It certainly wasn’t a lie.  Not “just a lie” in exactly the same way it isn’t “just clothes”.   At what point does not knowing enough to say NO! to some “thing” you abhor, some “thing” to which you would never knowingly agree, qualify as rape?  His perversion was not consensual.  His hateful, hurtful, insulting femulation was not consensual.  WE did not enter into this, together, as equals, out of shared choice.  My attorney can make a case for fraud, but it ultimately may cost more than any settlement I could receive.  It may cost me the assets which could be used to educate my children, to put a new roof over our heads when we escape.  I can forego recovery of damages and just lay claim to those assets.  Get screwed and take the money.  Prostitute myself.  It feels like rape.

My Story

I assume that any blog readers who stumble across my tiny blip and know anything about being the wife of a crossdresser would expect my first post to be My Story.  I have My Story down to 3 short sentences now, after having repeated it in PFLAGG, SANON and TG Support Groups and Tri Ess Spouse Meetings. I have repeated it on Tri Ess list serves, Yahoo chat groups, mHb closed forums, CD Significant Others open forums, Wives bulletin boards and Subreddits.  So, it’s out there.
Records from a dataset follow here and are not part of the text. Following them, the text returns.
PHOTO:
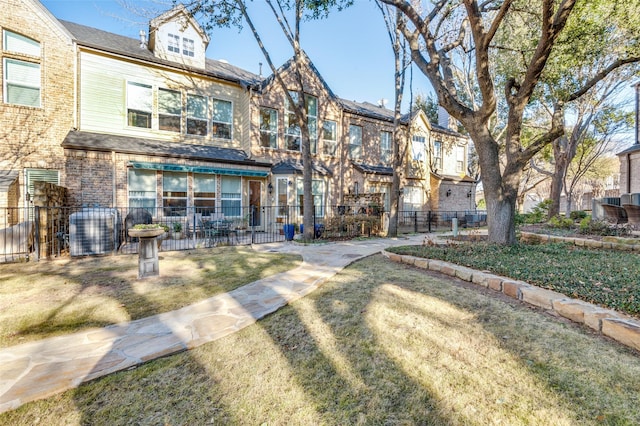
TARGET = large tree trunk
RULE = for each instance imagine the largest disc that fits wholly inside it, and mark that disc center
(560, 171)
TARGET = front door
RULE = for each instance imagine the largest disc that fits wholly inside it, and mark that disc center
(255, 196)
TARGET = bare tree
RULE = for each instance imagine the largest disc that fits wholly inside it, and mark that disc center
(393, 22)
(444, 29)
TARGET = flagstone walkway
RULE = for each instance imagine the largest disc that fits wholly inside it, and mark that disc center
(43, 368)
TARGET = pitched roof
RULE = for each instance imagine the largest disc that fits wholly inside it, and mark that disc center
(130, 145)
(296, 167)
(130, 47)
(267, 81)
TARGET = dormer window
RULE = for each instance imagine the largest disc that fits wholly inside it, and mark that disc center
(188, 47)
(173, 43)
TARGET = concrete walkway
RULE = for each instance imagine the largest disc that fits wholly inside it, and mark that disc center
(43, 368)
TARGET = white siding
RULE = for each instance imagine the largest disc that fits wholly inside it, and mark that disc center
(103, 98)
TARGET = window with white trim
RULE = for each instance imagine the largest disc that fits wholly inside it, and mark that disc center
(21, 82)
(355, 141)
(173, 43)
(292, 131)
(188, 47)
(174, 193)
(222, 124)
(169, 110)
(268, 128)
(385, 148)
(139, 105)
(418, 148)
(17, 43)
(460, 159)
(330, 137)
(197, 115)
(142, 189)
(437, 155)
(204, 193)
(413, 198)
(21, 79)
(231, 196)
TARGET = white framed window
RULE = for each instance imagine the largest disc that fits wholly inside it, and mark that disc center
(17, 43)
(292, 130)
(139, 105)
(418, 148)
(222, 125)
(204, 193)
(21, 82)
(174, 193)
(355, 141)
(197, 115)
(231, 196)
(188, 47)
(268, 128)
(385, 148)
(330, 137)
(173, 43)
(169, 110)
(142, 189)
(413, 198)
(437, 155)
(460, 159)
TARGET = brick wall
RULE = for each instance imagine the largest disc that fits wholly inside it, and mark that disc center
(33, 135)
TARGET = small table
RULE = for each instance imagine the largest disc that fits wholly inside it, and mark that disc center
(218, 230)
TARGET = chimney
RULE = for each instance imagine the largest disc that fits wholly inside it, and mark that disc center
(143, 40)
(443, 117)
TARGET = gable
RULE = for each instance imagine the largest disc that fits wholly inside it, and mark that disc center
(175, 36)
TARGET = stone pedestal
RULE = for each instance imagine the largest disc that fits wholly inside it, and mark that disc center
(148, 264)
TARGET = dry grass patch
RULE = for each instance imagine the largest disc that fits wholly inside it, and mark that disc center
(44, 299)
(380, 343)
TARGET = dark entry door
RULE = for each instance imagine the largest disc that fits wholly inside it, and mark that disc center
(255, 195)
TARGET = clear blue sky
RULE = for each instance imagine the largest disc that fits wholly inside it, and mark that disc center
(351, 48)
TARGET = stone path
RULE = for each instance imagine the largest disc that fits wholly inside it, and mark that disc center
(43, 368)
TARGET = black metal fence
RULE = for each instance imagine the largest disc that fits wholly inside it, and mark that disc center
(50, 232)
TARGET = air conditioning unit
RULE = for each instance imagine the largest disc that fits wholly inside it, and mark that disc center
(94, 231)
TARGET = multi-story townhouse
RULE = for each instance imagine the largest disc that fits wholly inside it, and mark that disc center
(630, 157)
(153, 123)
(36, 102)
(159, 125)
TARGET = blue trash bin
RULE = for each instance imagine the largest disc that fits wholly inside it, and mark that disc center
(289, 230)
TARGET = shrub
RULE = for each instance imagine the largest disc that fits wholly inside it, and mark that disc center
(560, 222)
(601, 227)
(578, 214)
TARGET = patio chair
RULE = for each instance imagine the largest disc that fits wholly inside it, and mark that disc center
(194, 225)
(633, 214)
(614, 214)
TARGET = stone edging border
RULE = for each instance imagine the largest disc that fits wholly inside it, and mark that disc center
(622, 328)
(581, 242)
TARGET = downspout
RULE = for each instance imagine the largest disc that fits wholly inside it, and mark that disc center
(113, 179)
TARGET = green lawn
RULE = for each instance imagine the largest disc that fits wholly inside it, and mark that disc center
(43, 299)
(380, 343)
(609, 278)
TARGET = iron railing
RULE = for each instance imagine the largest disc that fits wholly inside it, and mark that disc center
(50, 232)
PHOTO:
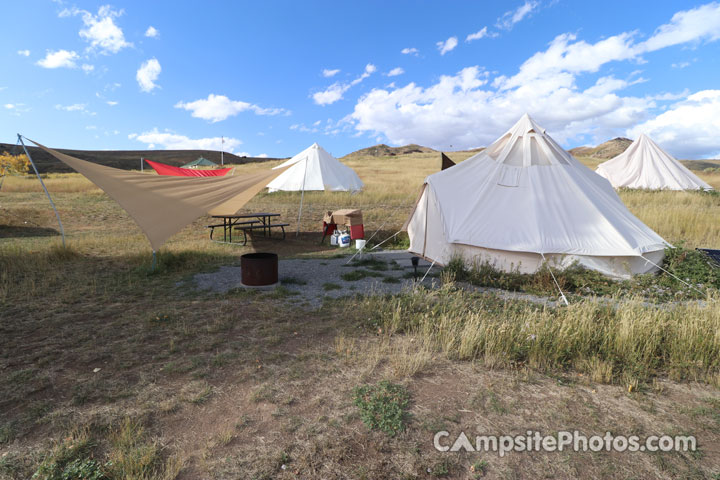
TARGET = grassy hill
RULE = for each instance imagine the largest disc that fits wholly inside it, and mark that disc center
(383, 150)
(128, 159)
(605, 151)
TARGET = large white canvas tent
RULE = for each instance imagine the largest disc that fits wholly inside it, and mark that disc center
(524, 200)
(645, 165)
(315, 169)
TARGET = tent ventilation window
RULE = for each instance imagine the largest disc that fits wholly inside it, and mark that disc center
(495, 149)
(537, 154)
(509, 177)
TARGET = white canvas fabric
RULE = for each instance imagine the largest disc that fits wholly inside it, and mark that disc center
(315, 169)
(645, 165)
(525, 198)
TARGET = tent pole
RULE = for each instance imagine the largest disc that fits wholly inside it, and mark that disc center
(57, 215)
(302, 196)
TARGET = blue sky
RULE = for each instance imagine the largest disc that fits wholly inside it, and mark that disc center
(273, 77)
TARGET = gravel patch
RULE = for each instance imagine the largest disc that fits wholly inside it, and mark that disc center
(311, 280)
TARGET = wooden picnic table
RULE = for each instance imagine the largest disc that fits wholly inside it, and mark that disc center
(246, 222)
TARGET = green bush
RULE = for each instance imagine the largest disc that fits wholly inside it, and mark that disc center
(383, 406)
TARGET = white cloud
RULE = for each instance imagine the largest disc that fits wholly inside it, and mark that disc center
(148, 74)
(168, 140)
(59, 59)
(464, 111)
(75, 107)
(701, 23)
(566, 55)
(331, 94)
(447, 46)
(216, 108)
(689, 128)
(101, 30)
(509, 19)
(482, 33)
(468, 110)
(335, 92)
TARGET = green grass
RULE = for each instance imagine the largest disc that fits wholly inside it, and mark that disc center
(691, 266)
(383, 406)
(615, 342)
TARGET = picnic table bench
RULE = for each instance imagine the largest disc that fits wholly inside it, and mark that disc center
(246, 223)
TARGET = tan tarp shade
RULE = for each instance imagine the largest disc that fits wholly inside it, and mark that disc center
(446, 162)
(161, 205)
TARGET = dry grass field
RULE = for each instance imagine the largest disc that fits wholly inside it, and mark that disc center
(111, 370)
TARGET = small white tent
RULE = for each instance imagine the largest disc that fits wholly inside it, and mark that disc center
(315, 169)
(525, 199)
(645, 165)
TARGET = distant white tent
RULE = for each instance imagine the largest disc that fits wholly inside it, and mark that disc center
(315, 169)
(524, 200)
(645, 165)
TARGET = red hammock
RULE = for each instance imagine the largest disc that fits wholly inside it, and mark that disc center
(163, 169)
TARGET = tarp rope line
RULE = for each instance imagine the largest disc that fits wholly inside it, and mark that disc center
(562, 295)
(57, 215)
(376, 231)
(302, 196)
(3, 169)
(428, 271)
(676, 277)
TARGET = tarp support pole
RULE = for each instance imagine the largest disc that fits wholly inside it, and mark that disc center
(428, 271)
(57, 215)
(302, 196)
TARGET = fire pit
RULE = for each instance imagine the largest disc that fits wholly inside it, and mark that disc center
(258, 269)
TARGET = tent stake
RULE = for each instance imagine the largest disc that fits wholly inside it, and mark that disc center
(57, 215)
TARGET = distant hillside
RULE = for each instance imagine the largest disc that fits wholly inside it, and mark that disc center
(605, 151)
(128, 159)
(383, 150)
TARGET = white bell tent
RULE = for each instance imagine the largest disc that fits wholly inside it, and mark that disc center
(525, 200)
(645, 165)
(315, 169)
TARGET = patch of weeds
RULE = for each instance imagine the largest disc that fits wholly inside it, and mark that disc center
(70, 459)
(370, 262)
(223, 358)
(161, 318)
(282, 292)
(479, 468)
(202, 396)
(331, 286)
(440, 469)
(359, 274)
(7, 433)
(383, 406)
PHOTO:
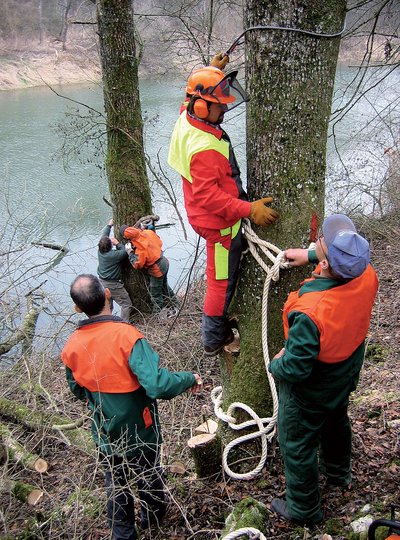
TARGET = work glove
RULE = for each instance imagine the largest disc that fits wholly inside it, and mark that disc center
(220, 60)
(263, 215)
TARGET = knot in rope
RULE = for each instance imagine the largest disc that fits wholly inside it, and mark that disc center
(261, 251)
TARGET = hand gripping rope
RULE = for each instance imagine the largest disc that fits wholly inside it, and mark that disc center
(266, 426)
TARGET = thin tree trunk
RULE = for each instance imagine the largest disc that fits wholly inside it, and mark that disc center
(125, 162)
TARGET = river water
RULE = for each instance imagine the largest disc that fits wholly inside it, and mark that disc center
(41, 201)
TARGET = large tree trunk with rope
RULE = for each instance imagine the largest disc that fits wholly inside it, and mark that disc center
(125, 162)
(290, 78)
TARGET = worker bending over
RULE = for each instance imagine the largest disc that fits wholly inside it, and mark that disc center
(146, 254)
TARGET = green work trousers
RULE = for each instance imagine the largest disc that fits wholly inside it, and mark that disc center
(161, 293)
(313, 434)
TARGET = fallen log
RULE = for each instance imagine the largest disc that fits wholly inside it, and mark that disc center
(48, 245)
(16, 452)
(248, 514)
(206, 453)
(25, 332)
(23, 492)
(35, 420)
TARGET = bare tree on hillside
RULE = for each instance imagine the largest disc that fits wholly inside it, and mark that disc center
(290, 77)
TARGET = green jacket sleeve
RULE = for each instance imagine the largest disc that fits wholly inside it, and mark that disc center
(75, 388)
(159, 383)
(301, 350)
(312, 256)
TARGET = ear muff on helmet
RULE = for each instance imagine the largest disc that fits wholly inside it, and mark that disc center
(200, 108)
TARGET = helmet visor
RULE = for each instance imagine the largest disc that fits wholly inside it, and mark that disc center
(229, 91)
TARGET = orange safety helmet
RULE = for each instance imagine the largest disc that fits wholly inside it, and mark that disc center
(211, 84)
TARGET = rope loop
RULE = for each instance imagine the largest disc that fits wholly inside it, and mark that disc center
(262, 251)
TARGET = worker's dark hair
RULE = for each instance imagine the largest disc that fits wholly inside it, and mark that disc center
(105, 244)
(88, 294)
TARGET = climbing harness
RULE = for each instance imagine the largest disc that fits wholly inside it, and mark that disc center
(266, 426)
(287, 28)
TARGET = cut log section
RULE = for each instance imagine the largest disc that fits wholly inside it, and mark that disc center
(16, 452)
(206, 452)
(23, 492)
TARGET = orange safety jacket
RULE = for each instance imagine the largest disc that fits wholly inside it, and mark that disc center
(341, 314)
(99, 360)
(148, 247)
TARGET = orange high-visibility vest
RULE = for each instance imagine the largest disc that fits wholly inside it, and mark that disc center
(341, 314)
(98, 353)
(148, 246)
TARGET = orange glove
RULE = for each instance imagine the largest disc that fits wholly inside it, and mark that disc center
(261, 214)
(220, 60)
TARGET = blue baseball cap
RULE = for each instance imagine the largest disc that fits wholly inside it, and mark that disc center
(348, 252)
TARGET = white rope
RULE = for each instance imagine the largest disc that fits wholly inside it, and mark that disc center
(255, 534)
(266, 426)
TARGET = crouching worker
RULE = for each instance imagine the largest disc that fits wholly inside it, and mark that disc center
(326, 322)
(110, 365)
(146, 254)
(110, 269)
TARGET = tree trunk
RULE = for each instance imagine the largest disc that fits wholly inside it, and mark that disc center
(290, 79)
(125, 162)
(65, 24)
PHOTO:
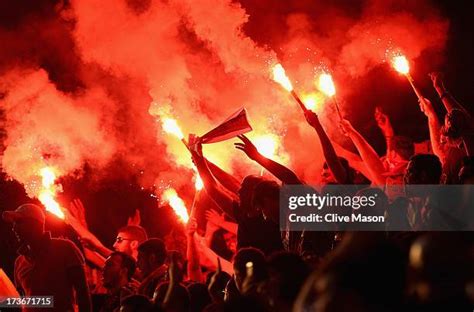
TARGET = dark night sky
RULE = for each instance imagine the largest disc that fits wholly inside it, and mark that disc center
(458, 68)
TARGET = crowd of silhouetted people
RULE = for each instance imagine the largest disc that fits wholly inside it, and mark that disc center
(238, 258)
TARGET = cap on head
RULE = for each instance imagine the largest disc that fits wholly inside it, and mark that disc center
(24, 211)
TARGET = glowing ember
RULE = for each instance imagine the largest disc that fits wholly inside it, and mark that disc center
(400, 63)
(177, 204)
(171, 126)
(279, 76)
(326, 84)
(48, 193)
(267, 145)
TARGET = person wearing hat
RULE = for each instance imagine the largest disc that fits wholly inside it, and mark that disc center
(47, 266)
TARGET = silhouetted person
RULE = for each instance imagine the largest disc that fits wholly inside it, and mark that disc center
(117, 275)
(129, 238)
(151, 262)
(47, 266)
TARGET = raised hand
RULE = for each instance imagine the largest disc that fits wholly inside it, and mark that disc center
(346, 126)
(213, 287)
(174, 269)
(311, 118)
(437, 80)
(247, 147)
(426, 107)
(383, 122)
(196, 153)
(135, 219)
(76, 207)
(191, 226)
(214, 217)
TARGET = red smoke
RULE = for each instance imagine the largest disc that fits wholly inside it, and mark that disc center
(78, 84)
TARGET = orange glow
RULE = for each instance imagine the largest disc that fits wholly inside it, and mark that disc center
(312, 101)
(267, 145)
(400, 63)
(198, 184)
(326, 85)
(279, 76)
(177, 204)
(171, 126)
(48, 193)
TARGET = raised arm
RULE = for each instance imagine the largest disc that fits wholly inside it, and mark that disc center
(219, 220)
(284, 174)
(192, 253)
(383, 122)
(354, 160)
(434, 127)
(225, 179)
(330, 155)
(368, 154)
(448, 100)
(222, 197)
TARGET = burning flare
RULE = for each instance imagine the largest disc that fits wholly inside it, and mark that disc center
(279, 76)
(177, 204)
(400, 63)
(171, 126)
(48, 193)
(312, 101)
(326, 85)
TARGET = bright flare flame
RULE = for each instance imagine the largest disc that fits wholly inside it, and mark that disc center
(171, 126)
(177, 204)
(280, 77)
(48, 193)
(400, 63)
(312, 101)
(267, 145)
(198, 184)
(326, 85)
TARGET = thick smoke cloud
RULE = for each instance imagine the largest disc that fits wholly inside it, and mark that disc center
(78, 78)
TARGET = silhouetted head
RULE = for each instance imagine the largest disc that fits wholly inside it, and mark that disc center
(402, 148)
(28, 222)
(423, 169)
(128, 239)
(118, 270)
(151, 255)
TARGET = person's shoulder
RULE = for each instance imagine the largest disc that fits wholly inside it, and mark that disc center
(63, 244)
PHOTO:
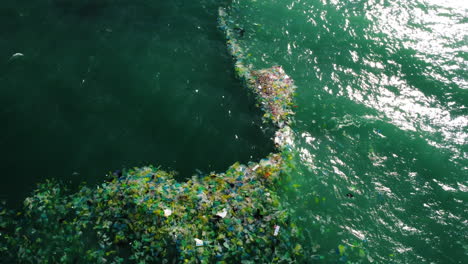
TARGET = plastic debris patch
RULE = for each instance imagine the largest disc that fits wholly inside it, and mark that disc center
(146, 216)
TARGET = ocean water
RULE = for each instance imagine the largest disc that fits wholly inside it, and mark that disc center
(381, 123)
(105, 85)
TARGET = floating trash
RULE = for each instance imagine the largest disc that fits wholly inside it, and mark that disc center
(144, 215)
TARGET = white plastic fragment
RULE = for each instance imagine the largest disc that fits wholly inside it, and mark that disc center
(167, 212)
(276, 230)
(198, 242)
(222, 214)
(16, 55)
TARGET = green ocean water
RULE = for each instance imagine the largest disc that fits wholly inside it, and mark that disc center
(381, 124)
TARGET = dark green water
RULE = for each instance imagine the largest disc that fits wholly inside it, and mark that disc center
(104, 85)
(381, 120)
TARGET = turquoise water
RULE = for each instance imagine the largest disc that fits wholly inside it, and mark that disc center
(381, 124)
(381, 121)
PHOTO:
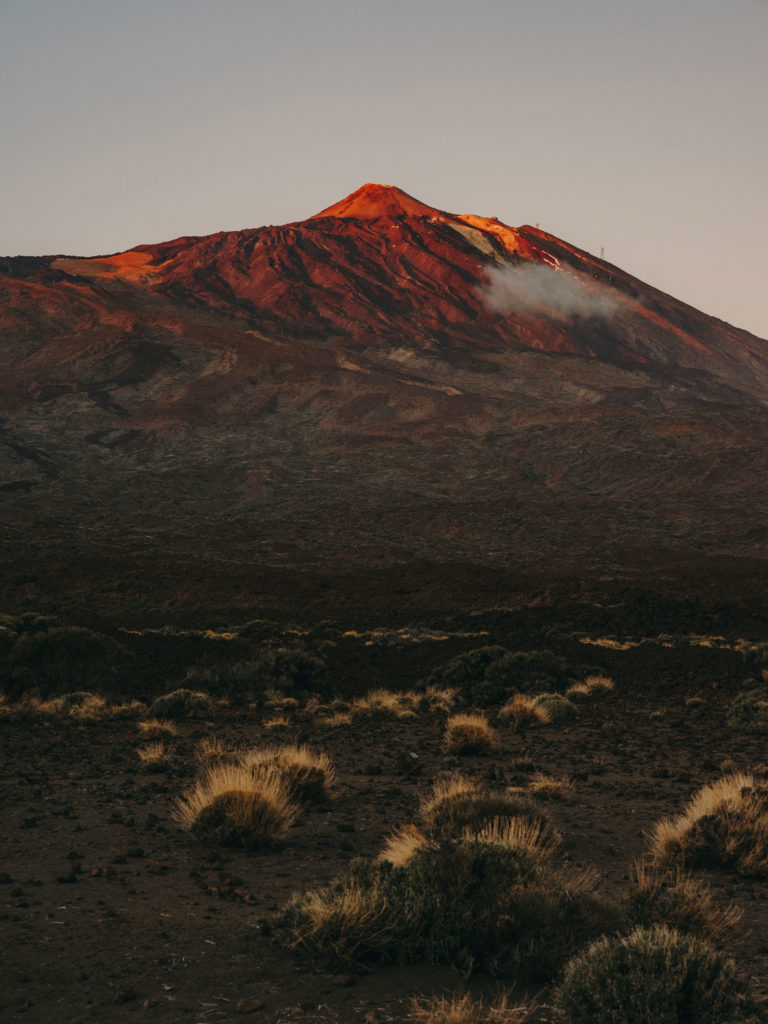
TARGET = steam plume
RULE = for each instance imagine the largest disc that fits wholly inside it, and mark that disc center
(540, 288)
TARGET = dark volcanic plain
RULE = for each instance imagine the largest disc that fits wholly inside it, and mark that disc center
(343, 419)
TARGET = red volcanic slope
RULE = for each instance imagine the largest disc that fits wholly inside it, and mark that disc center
(340, 391)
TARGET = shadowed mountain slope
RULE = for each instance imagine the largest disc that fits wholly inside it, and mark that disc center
(384, 388)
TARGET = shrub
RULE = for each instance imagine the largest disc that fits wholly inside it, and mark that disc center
(157, 727)
(557, 707)
(183, 704)
(462, 1009)
(469, 734)
(459, 805)
(653, 976)
(236, 806)
(307, 774)
(749, 713)
(522, 712)
(724, 824)
(154, 757)
(491, 675)
(671, 897)
(495, 900)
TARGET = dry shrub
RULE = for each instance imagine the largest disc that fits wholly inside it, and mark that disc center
(381, 701)
(153, 727)
(548, 786)
(458, 805)
(307, 774)
(523, 711)
(211, 751)
(749, 713)
(724, 824)
(653, 976)
(591, 686)
(469, 734)
(510, 910)
(462, 1009)
(154, 757)
(401, 846)
(183, 704)
(236, 806)
(674, 898)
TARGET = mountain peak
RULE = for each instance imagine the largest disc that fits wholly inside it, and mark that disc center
(372, 201)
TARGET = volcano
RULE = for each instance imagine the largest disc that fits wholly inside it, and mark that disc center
(385, 403)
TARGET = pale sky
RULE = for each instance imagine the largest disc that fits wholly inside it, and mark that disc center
(638, 126)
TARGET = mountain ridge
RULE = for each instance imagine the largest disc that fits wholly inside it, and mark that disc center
(361, 390)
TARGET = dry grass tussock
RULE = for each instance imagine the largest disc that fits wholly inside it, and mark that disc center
(462, 1009)
(724, 824)
(523, 712)
(308, 774)
(459, 805)
(154, 727)
(235, 805)
(592, 686)
(154, 757)
(549, 787)
(403, 845)
(469, 734)
(674, 898)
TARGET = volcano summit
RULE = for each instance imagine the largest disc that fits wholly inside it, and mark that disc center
(385, 403)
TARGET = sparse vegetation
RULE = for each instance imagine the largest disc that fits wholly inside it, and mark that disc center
(236, 806)
(469, 734)
(463, 1009)
(653, 976)
(154, 757)
(674, 898)
(510, 909)
(183, 704)
(724, 824)
(460, 805)
(522, 712)
(307, 774)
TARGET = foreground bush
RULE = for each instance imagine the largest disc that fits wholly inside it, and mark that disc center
(671, 897)
(749, 713)
(469, 734)
(653, 976)
(460, 805)
(183, 704)
(725, 824)
(307, 774)
(236, 806)
(494, 901)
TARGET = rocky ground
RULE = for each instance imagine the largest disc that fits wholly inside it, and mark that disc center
(112, 912)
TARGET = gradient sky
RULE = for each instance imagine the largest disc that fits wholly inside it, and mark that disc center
(637, 126)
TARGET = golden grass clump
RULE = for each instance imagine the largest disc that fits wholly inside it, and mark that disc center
(469, 734)
(523, 712)
(402, 845)
(155, 727)
(674, 898)
(549, 787)
(591, 686)
(154, 757)
(307, 774)
(459, 805)
(211, 751)
(381, 701)
(462, 1009)
(233, 805)
(724, 824)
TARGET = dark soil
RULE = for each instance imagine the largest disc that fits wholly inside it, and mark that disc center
(112, 912)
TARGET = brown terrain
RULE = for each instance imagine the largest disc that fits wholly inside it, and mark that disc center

If you really feel like you have to know ground zero before you can follow me, you’ll find it.  It probably started as three or four 12 sentence paragraphs, but now it’s short.  It was never sweet.
 
My Story will eventually unfold here, in greater detail, and with much greater self-understanding.  Probably not in a chronological fashion.  Probably not in order of importance.  Probably not with content which is of interest to anyone, other than me.
 
So….. SEX.  It’s all about sex.  That’s crossdressing.  Sex.